Expansion in the conceptualization of poverty goes hand in hand with advances in analytic methods and measurement. As high-quality longitudinal data has become increasingly available and the methods for analyzing more sophisticated, the questions that researchers are able to pose have become more complex. In addition, the development of new measures is often both driven by and a precursor to the expansion of key constructs. As such, not only do we encourage researchers to draw on the ideas presented here in order to more accurately capture the diversity of lived experience, but also to move the field forward in terms of how we think about, measure, and model poverty-related adversity.

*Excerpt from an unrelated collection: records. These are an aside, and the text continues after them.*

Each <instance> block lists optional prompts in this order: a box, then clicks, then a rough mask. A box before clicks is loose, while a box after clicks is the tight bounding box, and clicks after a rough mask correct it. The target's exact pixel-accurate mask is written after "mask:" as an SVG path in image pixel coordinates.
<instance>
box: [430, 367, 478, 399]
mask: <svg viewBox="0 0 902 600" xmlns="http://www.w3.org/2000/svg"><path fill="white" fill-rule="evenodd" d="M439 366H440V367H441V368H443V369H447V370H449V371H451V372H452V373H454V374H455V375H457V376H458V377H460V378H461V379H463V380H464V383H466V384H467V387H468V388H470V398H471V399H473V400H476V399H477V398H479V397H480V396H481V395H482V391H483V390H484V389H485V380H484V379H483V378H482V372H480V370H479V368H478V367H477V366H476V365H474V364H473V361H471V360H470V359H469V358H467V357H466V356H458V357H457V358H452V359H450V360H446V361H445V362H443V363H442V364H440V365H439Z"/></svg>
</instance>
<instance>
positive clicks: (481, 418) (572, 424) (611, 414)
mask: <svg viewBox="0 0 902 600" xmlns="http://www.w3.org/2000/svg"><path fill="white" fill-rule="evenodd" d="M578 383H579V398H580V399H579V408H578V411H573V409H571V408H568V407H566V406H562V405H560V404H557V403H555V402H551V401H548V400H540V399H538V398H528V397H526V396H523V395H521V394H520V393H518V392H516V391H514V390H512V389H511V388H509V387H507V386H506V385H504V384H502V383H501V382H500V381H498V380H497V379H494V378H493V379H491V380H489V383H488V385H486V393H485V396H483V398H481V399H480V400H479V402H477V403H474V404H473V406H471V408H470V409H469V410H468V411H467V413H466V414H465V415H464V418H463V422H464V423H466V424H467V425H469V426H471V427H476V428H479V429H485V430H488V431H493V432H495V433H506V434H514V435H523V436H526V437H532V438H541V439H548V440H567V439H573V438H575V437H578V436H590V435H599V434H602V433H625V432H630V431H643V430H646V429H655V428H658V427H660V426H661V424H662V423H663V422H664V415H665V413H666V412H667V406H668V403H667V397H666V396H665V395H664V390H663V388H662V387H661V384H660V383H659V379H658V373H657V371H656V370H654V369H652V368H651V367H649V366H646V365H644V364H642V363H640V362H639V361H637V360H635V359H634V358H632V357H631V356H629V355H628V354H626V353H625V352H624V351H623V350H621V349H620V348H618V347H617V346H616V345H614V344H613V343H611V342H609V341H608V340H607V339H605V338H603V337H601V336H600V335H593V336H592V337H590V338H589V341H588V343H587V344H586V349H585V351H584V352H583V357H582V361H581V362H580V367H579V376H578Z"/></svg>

Innovations in the conceptualization and measurement of poverty-related adversity have potential to inform anti-poverty policy approaches. Prior work suggests that it may be instability or volatility (which often accompanies experiences of absolute poverty) which matters most for a families’ functioning. As such, the provision of income supports in combination with services aimed at reducing family instability (e.g., child care) may produce the largest gains for both parents and children. In addition, recent advances in modeling the co-occurrence of poverty-related risk may provide a useful tool for identifying particular subsamples of the population who might benefit most from targeted intervention strategies. Finally, research demonstrating the power of subjective perceptions of economic standing present the possibility that psychological (e.g., changing perceptions on the controllability of risk) or skill-based interventions (e.g., increasing parents executive function skills—paying attention, planning, and remembering—as a means of coping with the multitude of stressors encountered on a daily basis), particularly when paired with economic supports, may provide an innovative approach to poverty reduction. As a whole, the ideas outlined here stress the dynamic and complex nature of the poverty-related adversity that many US families face, but more importantly provide a starting point for developing new and targeted policies designed to expand the safety net and throw life-lines out to families who are having trouble staying afloat.